Scalable Working Set Estimation Method For Chip Multicores Using Tagged Bloom Filter And Its Application

Aparna Mandke, Bharadwaj Amrutur, Y.N.Srikant

Abstract: In chip multicore platforms (CMPs), leakage power consumption of large on-chip caches has already become a major power consuming component of the memory subsystem. Leakage power can be saved by switching off over-allocated ways in associative cache. However, the state-of-the-art heuristics such as average memory latency or cache miss rate fail to achieve near optimal energy savings. This is either due to dispersed nature of large caches or they are not fast enough to respond to changes in working set size (WSS), especially in case of over-provisioning of cache.
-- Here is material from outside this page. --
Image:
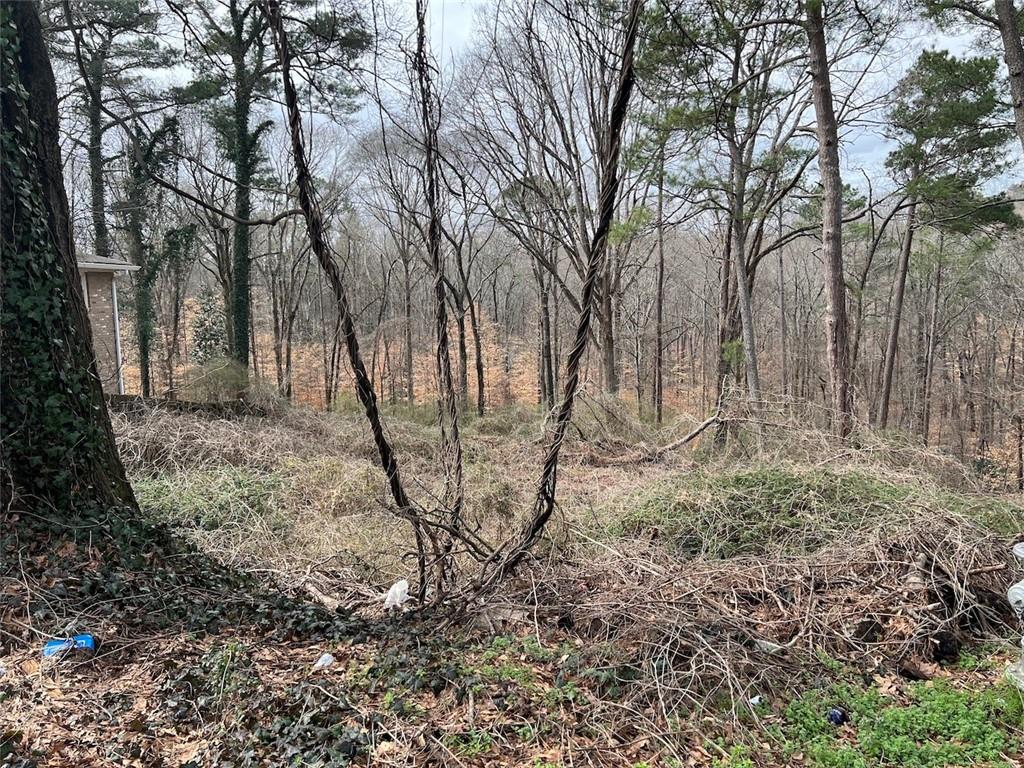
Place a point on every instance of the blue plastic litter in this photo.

Hence, we first propose a new kind of bloom filter, which we call it as a ``tagged bloom filter (TBF)''. We implement TBF implicitly in last level cache on a scalable tiled chip multicore platform. TBF is then used to estimate WSS of an application and switch-off over-allocated cache ways in Static and Dynamic Nonuniform Cache Architecture (SNUCA, DNUCA) accordingly. In our implementation of adaptable way SNUCA and DNUCA caches, associativity decision is taken locally by each L2 controller, making it scalable with the number of tiles present on CMP. It gives average of 22% and 23% more EDP savings than average memory latency and cache miss rate heuristics on SNUCA, respectively.